Do you have an encore career in you? An interest you’ve always wanted to pursue, if only you had the time? Maybe you’ve dreamed of becoming an author in your second career. Our guest, Jim Hockenberry, retired from a successful corporate career at 55 and did just that, writing not one book, but three. He’s the author of an award-winning historical fiction trilogy.
Jim joins us from Princeton, New Jersey.
James Hockenberry, of Princeton, NJ, grew up in Bronxville, just outside of NYC. Bronxville is featured in a chapter of his first thriller, Over Here. James has authored an award-winning “World War One Intrigue Series”. The historical fiction series interweaves three of his long-time passions: history, literature, and his German-American roots. He has lectured locally on World War One, including at the State Library in Trenton and the Princeton Present Day Club. A career financial executive, with degrees from Lafayette College and Columbia University, he began as a CPA with Ernst & Young. After moving to W. R. Grace, they transferred him to their European Headquarters in Lausanne, Switzerland where he lived for 15 years. He returned to the US, put his financial career behind him, and began to research history and write thrillers. For the last fifteen years, he has run the Princeton Chapter of the Financial Network Group (FENG) with over 2,200 members.

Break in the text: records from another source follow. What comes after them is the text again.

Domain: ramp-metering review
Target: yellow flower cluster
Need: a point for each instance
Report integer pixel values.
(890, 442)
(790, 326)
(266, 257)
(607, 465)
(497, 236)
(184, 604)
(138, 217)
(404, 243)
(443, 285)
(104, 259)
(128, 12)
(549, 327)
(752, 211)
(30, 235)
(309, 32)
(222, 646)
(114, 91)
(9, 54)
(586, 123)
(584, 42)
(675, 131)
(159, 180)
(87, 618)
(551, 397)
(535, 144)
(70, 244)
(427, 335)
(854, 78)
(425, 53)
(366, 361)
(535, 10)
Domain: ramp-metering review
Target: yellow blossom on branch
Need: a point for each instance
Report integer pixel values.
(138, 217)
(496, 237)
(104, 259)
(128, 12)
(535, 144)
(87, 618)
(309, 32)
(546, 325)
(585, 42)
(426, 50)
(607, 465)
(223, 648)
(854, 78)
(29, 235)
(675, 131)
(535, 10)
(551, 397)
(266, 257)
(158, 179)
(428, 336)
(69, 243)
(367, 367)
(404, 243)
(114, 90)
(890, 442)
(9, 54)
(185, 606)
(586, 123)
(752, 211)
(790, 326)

On Becoming an Author as a Second Act
“Well, let me just say first, it’s not really a question of how I did it, but why it took so long. I had a successful and rewarding business career coming out of graduate school and that took me to age 55. At that point, I was financially secure and I wanted to adjust my life and balance priorities. I had always wanted to write a book. So I made the change from a financial executive to a writer and I never looked back. So I never really walked away from my financial career. What I would rather say is it reached a natural conclusion and I moved in a different direction. One of your guests in the past (Dr. Barbara O’Neill) has talked about the term, FIND – F-I-N-D – Financial Independence, New Directions – and that’s what I’ve done. But I like to use the term re-tire (re- dash- tire). What I mean by that is you put four new tires on your car, and drive off to your future life.”

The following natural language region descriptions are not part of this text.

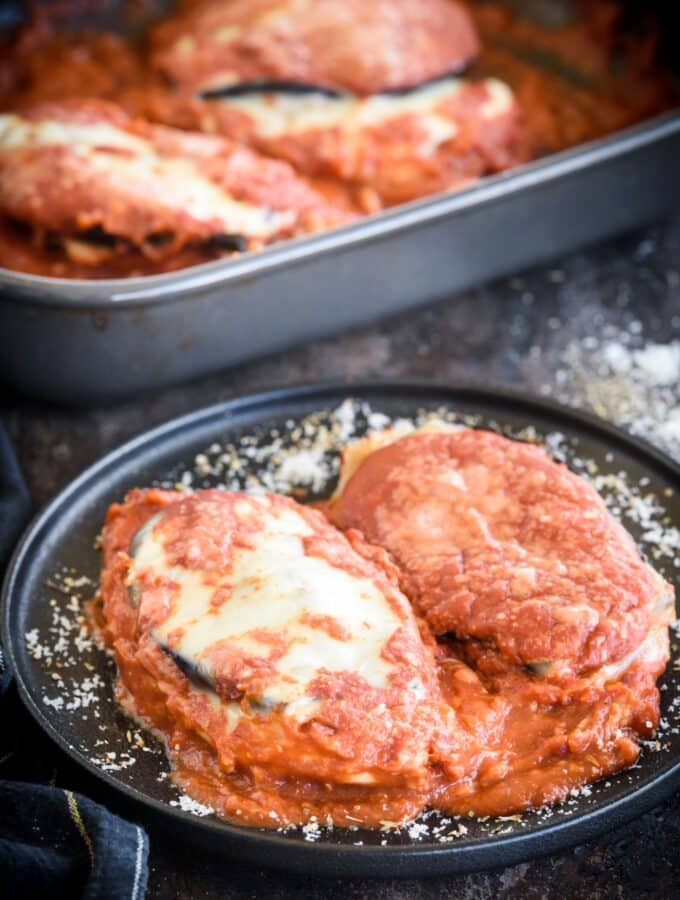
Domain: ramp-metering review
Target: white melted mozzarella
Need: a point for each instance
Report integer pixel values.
(278, 114)
(273, 586)
(187, 189)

“And I would say if there’s a motto for networking, it’s ‘What goes around, comes around.’ Somebody helps somebody, and they help somebody else, and that person might help me back. And for me, it’s a way of giving back on what I call skills of life that I have learned. Which is interesting because I brought some of those skills back into my author gig. Some of them might be personal branding. It’s very important for an executive to be able to do that. And if I learned one thing it was this: the only thing you can control is how you feel about things. If you go into a pitch to an agent, or if you go into an interview, and you’ve got a bad attitude, you’re not going to go anywhere. Writing is a people business. Finance is a people business. You’ve got to have a good attitude – and that’s really important how you shape it.”
On Trying New Things
“I’ve got friends coming out of corporate America who are bored. They never had another interest. They can’t find anything to do. It’s really funny to me, very sad. I’ve always had new ideas to pursue. Another thing is you got to embrace new things, learn new skills. I don’t care what that is – if it’s woodworking, if it’s painting, or if it’s gardening, which my mother loves to do in her later age. For me, it was writing books. And so what you’ve got to do is you got to experiment. You’ve got to test things…The other thing that I think is very important, I’ve learned this again through FENG, is you’ve got to reach out to other people. They can help you. So for example, if you’re not sure where you want to go, talk to your friends, to your spouse. You know me, you know my interests, where do you think I should go? Oh, because you’re like such and such and such. You might want to do this… I don’t care what it is, but other people can help you. It’s a matter of listening and accepting their advice. You don’t have to take it, but I have found other people could be 10 many times more perceptive about where I should go than I am myself. So reach out to others. And the other thing I tell people is, get out the door, do things. I don’t care what it is. When you get out the door, things happen. You can never know what that might be, who you might meet, who you might talk to. And it’s so invaluable. You never know who can help you. And that’s important. So just go out, find things.”